Si la Chine vise en priorité l'Afrique, elle entend fédérer bien davantage de pays contre l'influence occidentale. Pékin accueillait ainsi en décembre le tout premier "sommet des médias des pays BRICS", réunissant notamment l'agence russe TASS et l'organisme public brésilien EBC, dont un responsable avait d'ailleurs appelé à "briser l'hégémonie médiatique occidentale".
"Le directeur général de (la radio d'Etat chinoise) CRI nous a indiqué que les théories véhiculées dans les pays occidentaux ne sont pas valables en Chine et en Afrique", raconte Amadou Sarra Bâ. Un discours qui touche une corde sensible. "Aujourd'hui, quand on est au Sénégal et qu'on veut s'informer sur l'Afrique du Sud, la lutte contre Boko Haram ou le Nord du Mali, on se rabat sur les médias des anciens colonisateurs. Il faut inverser cette tendance", déclare à l'AFP Assane Diagne, un rédacteur en chef d'Africa Check, site internet soutenu par la Fondation AFP.
"La Chine peut installer des satellites, aider les organes de presse africains à se doter d'équipements pour être au même niveau que les médias occidentaux, ou former des techniciens", détaille M. Diagne, qui a suivi un stage en Chine en 2011. Les grands médias chinois (télévision CCTV, CRI, agence Chine nouvelle) ont déjà considérablement renforcé leur présence en Afrique depuis 10 ans, et l'entreprise privée chinoise StarTimes participe à la numérisation de télévisions d'une dizaine de pays (Tanzanie, Kenya, Nigeria...).
"C'est comme si nous étions des extraterrestres venus d'une autre planète"
L'aide chinoise est bienvenue, selon Zine Cherfaoui, chef du service international du journal algérien El Watan et invité en Chine en 2015, qui appelle cependant à "veiller à ce que cela n'affecte pas les choix éditoriaux des médias secourus".
De toute façon, nuance Jean-Pierre Cabestan, "les journalistes africains ne veulent pas donner l'impression à leurs lecteurs qu'ils ont subi un lavage de cerveau, donc ils gardent leurs distances avec la Chine". D'autant que, souligne-t-il, "pour vendre, les médias africains vont toujours préférer relayer des rumeurs et informations négatives sur la Chine, plutôt que les positives", limitant ainsi l'influence du "soft power" chinois.

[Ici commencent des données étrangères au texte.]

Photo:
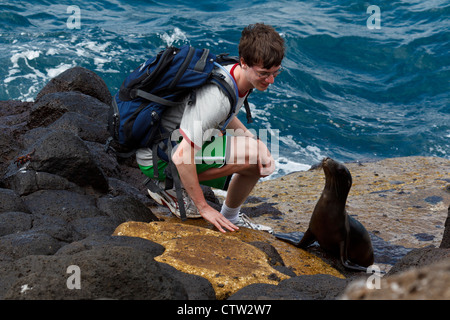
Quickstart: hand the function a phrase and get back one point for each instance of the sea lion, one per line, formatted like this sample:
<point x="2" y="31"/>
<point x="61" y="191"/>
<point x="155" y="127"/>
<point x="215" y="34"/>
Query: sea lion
<point x="332" y="227"/>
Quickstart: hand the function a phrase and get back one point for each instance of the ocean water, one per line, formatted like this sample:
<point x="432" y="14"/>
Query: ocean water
<point x="359" y="82"/>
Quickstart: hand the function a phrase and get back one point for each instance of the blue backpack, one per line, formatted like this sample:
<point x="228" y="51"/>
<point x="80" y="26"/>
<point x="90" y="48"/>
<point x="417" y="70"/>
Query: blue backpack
<point x="162" y="82"/>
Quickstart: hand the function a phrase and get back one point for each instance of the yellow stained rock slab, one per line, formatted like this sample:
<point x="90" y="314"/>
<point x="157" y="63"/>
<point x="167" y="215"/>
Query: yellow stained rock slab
<point x="225" y="260"/>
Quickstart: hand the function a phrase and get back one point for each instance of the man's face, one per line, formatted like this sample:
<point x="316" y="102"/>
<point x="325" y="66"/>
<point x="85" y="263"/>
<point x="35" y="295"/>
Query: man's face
<point x="261" y="78"/>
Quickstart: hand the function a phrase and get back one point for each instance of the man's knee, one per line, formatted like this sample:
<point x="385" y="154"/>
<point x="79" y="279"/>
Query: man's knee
<point x="243" y="151"/>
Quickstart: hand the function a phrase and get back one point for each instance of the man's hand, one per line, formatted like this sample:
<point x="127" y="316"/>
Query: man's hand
<point x="217" y="219"/>
<point x="266" y="163"/>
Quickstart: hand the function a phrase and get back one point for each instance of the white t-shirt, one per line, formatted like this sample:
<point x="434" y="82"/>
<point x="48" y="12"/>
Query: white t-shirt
<point x="200" y="121"/>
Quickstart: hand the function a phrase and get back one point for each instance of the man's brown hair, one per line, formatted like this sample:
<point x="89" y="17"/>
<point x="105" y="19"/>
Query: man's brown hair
<point x="260" y="44"/>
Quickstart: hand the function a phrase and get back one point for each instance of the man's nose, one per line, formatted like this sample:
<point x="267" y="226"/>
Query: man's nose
<point x="270" y="79"/>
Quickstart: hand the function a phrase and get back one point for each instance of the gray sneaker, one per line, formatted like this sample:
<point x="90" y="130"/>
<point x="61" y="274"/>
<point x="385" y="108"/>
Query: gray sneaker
<point x="169" y="199"/>
<point x="245" y="222"/>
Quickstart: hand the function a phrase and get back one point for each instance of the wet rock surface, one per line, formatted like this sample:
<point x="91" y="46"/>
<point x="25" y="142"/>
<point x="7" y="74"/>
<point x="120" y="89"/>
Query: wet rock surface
<point x="64" y="200"/>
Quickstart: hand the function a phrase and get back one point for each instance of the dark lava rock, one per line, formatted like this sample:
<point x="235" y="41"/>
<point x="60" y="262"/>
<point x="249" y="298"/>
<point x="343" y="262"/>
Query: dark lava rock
<point x="81" y="80"/>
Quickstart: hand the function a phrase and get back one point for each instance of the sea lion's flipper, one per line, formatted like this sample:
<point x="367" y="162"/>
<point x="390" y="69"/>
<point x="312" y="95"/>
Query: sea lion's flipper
<point x="307" y="240"/>
<point x="292" y="237"/>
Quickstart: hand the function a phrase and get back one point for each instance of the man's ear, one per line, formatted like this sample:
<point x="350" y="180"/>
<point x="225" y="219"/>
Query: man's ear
<point x="243" y="64"/>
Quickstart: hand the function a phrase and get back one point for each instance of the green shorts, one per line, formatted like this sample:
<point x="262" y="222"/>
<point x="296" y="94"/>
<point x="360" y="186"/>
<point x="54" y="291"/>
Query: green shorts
<point x="212" y="155"/>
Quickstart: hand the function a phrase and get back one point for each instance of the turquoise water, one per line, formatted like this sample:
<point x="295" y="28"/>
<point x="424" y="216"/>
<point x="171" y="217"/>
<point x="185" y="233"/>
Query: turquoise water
<point x="349" y="90"/>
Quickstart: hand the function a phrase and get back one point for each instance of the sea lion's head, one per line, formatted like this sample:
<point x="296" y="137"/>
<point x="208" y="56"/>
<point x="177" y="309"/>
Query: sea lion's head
<point x="337" y="175"/>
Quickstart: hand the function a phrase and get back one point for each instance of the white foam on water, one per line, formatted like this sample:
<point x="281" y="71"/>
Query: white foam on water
<point x="53" y="72"/>
<point x="177" y="35"/>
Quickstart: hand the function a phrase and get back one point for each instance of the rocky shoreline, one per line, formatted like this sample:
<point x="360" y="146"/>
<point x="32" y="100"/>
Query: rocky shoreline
<point x="65" y="201"/>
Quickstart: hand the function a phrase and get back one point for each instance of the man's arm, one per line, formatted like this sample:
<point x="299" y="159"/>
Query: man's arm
<point x="183" y="159"/>
<point x="266" y="163"/>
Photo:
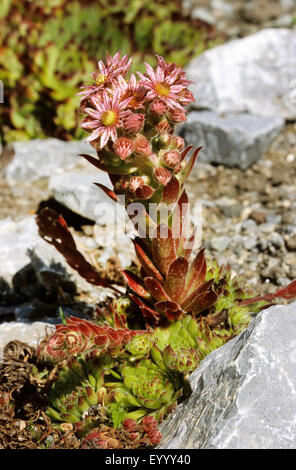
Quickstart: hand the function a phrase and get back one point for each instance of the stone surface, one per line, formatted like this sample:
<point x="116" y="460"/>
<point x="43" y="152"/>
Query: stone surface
<point x="254" y="74"/>
<point x="29" y="334"/>
<point x="40" y="158"/>
<point x="233" y="140"/>
<point x="76" y="190"/>
<point x="244" y="393"/>
<point x="16" y="239"/>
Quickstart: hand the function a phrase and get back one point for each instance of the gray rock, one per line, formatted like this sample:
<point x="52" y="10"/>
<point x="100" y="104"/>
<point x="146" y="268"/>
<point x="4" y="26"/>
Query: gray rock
<point x="220" y="243"/>
<point x="27" y="333"/>
<point x="40" y="158"/>
<point x="244" y="393"/>
<point x="76" y="190"/>
<point x="232" y="140"/>
<point x="16" y="241"/>
<point x="253" y="74"/>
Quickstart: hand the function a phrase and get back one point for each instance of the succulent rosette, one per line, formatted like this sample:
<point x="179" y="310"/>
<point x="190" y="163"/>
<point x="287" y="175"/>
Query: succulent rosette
<point x="80" y="336"/>
<point x="133" y="361"/>
<point x="151" y="386"/>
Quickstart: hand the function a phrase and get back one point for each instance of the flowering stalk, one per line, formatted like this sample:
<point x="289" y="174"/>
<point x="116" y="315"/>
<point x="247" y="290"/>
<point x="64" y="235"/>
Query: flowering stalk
<point x="135" y="368"/>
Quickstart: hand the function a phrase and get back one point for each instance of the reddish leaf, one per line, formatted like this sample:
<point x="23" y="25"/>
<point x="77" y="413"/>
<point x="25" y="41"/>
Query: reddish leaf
<point x="135" y="283"/>
<point x="108" y="192"/>
<point x="144" y="192"/>
<point x="176" y="278"/>
<point x="190" y="299"/>
<point x="179" y="217"/>
<point x="149" y="314"/>
<point x="156" y="289"/>
<point x="171" y="310"/>
<point x="186" y="252"/>
<point x="203" y="302"/>
<point x="196" y="272"/>
<point x="145" y="261"/>
<point x="190" y="163"/>
<point x="163" y="248"/>
<point x="288" y="292"/>
<point x="54" y="230"/>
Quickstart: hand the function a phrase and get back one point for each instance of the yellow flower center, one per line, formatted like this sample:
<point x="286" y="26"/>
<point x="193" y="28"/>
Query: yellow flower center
<point x="109" y="117"/>
<point x="100" y="79"/>
<point x="162" y="89"/>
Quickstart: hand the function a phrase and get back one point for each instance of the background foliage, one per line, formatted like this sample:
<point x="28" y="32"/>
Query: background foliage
<point x="48" y="48"/>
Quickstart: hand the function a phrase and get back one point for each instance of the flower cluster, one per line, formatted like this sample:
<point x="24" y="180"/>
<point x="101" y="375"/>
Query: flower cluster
<point x="131" y="124"/>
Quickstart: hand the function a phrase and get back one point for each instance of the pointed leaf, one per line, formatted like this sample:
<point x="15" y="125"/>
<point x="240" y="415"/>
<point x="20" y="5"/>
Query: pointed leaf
<point x="203" y="302"/>
<point x="54" y="230"/>
<point x="171" y="310"/>
<point x="190" y="299"/>
<point x="156" y="289"/>
<point x="163" y="248"/>
<point x="176" y="278"/>
<point x="135" y="283"/>
<point x="149" y="314"/>
<point x="196" y="272"/>
<point x="171" y="191"/>
<point x="190" y="164"/>
<point x="145" y="261"/>
<point x="185" y="151"/>
<point x="108" y="192"/>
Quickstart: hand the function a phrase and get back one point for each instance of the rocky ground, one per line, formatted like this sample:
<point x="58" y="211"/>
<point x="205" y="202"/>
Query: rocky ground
<point x="240" y="18"/>
<point x="248" y="220"/>
<point x="249" y="215"/>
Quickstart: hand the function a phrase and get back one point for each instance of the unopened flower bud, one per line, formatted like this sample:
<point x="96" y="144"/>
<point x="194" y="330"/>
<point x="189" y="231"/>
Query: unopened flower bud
<point x="123" y="147"/>
<point x="186" y="96"/>
<point x="177" y="143"/>
<point x="158" y="108"/>
<point x="171" y="158"/>
<point x="133" y="123"/>
<point x="164" y="140"/>
<point x="142" y="146"/>
<point x="163" y="127"/>
<point x="177" y="115"/>
<point x="162" y="175"/>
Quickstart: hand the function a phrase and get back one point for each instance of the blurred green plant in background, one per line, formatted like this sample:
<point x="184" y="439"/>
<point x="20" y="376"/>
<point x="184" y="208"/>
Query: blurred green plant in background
<point x="48" y="48"/>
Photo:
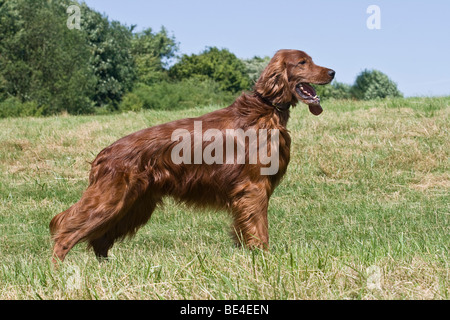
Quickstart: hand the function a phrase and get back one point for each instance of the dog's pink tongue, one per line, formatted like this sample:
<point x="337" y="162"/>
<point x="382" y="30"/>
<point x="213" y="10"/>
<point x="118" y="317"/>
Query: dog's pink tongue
<point x="315" y="109"/>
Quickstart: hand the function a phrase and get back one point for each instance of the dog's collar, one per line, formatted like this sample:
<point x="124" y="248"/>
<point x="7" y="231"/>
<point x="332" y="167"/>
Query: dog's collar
<point x="279" y="108"/>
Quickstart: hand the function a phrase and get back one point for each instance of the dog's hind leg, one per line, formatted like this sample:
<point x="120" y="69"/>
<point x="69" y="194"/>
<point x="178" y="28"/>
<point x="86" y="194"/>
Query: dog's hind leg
<point x="101" y="206"/>
<point x="136" y="217"/>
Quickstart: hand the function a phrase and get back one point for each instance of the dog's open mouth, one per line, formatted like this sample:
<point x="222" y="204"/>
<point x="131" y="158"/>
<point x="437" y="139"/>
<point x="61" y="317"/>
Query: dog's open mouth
<point x="309" y="96"/>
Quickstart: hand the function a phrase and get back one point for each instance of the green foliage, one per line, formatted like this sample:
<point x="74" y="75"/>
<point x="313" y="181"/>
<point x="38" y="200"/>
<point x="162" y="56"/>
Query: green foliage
<point x="13" y="107"/>
<point x="152" y="52"/>
<point x="373" y="84"/>
<point x="111" y="58"/>
<point x="187" y="93"/>
<point x="221" y="66"/>
<point x="42" y="60"/>
<point x="255" y="66"/>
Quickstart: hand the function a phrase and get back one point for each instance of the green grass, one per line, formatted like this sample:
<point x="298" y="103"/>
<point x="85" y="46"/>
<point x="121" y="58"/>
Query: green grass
<point x="367" y="189"/>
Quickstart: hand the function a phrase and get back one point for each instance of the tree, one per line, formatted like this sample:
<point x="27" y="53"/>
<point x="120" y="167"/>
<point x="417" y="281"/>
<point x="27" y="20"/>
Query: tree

Beaucoup reste également à faire en termes de connaissance mutuelle, estime Amadou Sarra Bâ, qui appelle ses confrères chinois à "visiter les pays africains"."Nous avons constaté en Chine l'étonnement des Chinois quand ils voyaient des Africains", raconte-t-il. "C'est comme si nous étions des extraterrestres venus d'une autre planète".